The speakers were Lady Chandos and Lady Ilfield; the place was the drawing-room at Stoneland House; the time was half past three in the afternoon; and Lady Ilfield had called on her friend because the news which she had heard preyed upon her mind and she felt that she must reveal it. Like all mischief-makers Lady Ilfield persuaded herself that she was acting upon conscientious motives; she herself had no nonsensical ideas about singers and actresses; they were quite out of her sphere, quite beneath her notice, and no good, she was in the habit of saying, ever came from associating with them. She had met Madame Vanira several times at Stoneland House, and had always felt annoyed over it, but her idea was that a singer, an actress, let her be beautiful as a goddess and talented above all other women, had no right to stand on terms of any particular friendship with Lord Chandos. Lady Ilfield persuaded herself it was her duty, her absolute Christian duty, to let Lady Chandos know what was going on. She was quite sure of the truth of what she had to tell, and she chose a beautiful, sunshiny afternoon for telling it. She wore a look of the greatest importance – she seated herself quite close to Lady Marion.

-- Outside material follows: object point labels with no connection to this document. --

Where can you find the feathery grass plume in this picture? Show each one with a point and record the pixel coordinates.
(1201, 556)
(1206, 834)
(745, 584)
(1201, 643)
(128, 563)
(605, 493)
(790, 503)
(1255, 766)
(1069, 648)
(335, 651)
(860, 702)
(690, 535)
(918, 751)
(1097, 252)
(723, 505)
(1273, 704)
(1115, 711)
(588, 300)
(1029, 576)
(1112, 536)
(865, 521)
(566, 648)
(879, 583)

"My dear Lady Chandos," she said, "I have called on the most unpleasant business. There is something which I am quite sure I ought to tell you, and I really do not know how. People are saying such things – you ought to know them."
The fair, sweet face lost none of its tranquillity, none of its calm. How could she surmise that her heart was to be stabbed by this woman's words?
"The sayings of people trouble me but little, Lady Ilfield," she replied, with a calm smile.
"What I have to say concerns you," she said, "concerns you very much. I would not tell you but that I consider it my duty to do so. I told Lady Evelyn that she, who had actually witnessed the scene, ought to be the one to describe it, but she absolutely refused; unpleasant as the duty is, it has fallen on me."
"What duty? what scene?" asked Lady Chandos, beginning to feel something like alarm. "If you have anything to say, Lady Ilfield, anything to tell me, pray speak out; I am anxious now to hear it."
Then indeed was Lady Ilfield in her glory. She hastened to tell the story. How Captain and Lady Evelyn Blake had gone with a few friends for a river-party, and at Ousely had seen Lord Chandos with Madame Vanira, the great queen of song.
Lady Marion's sweet face colored with indignation. She denied it emphatically; it was not true. She was surprised that Lady Ilfield should repeat such a calumny.
"But, my dear Lady Chandos, it is true. I should not have repeated it if there had been a single chance of its being a falsehood. Lady Evelyn saw the boat fastened to a tree, your husband and Madame Vanira sat on the river bank, and when the captain spoke to Lord Chandos he seemed quite annoyed at being seen."
Lady Marion's fair face grew paler as she listened; the story seemed so improbable to her.
"My husband – Lord Chandos – does not know Madame Vanira half so well as I do," she said; "it is I who like her, nay, even love her. It is by my invitation that madame has been to my house. Lord Chandos was introduced to her by accident. I sought her acquaintance. If people had said she had been out for a day on the river with me there would have been some sense in it."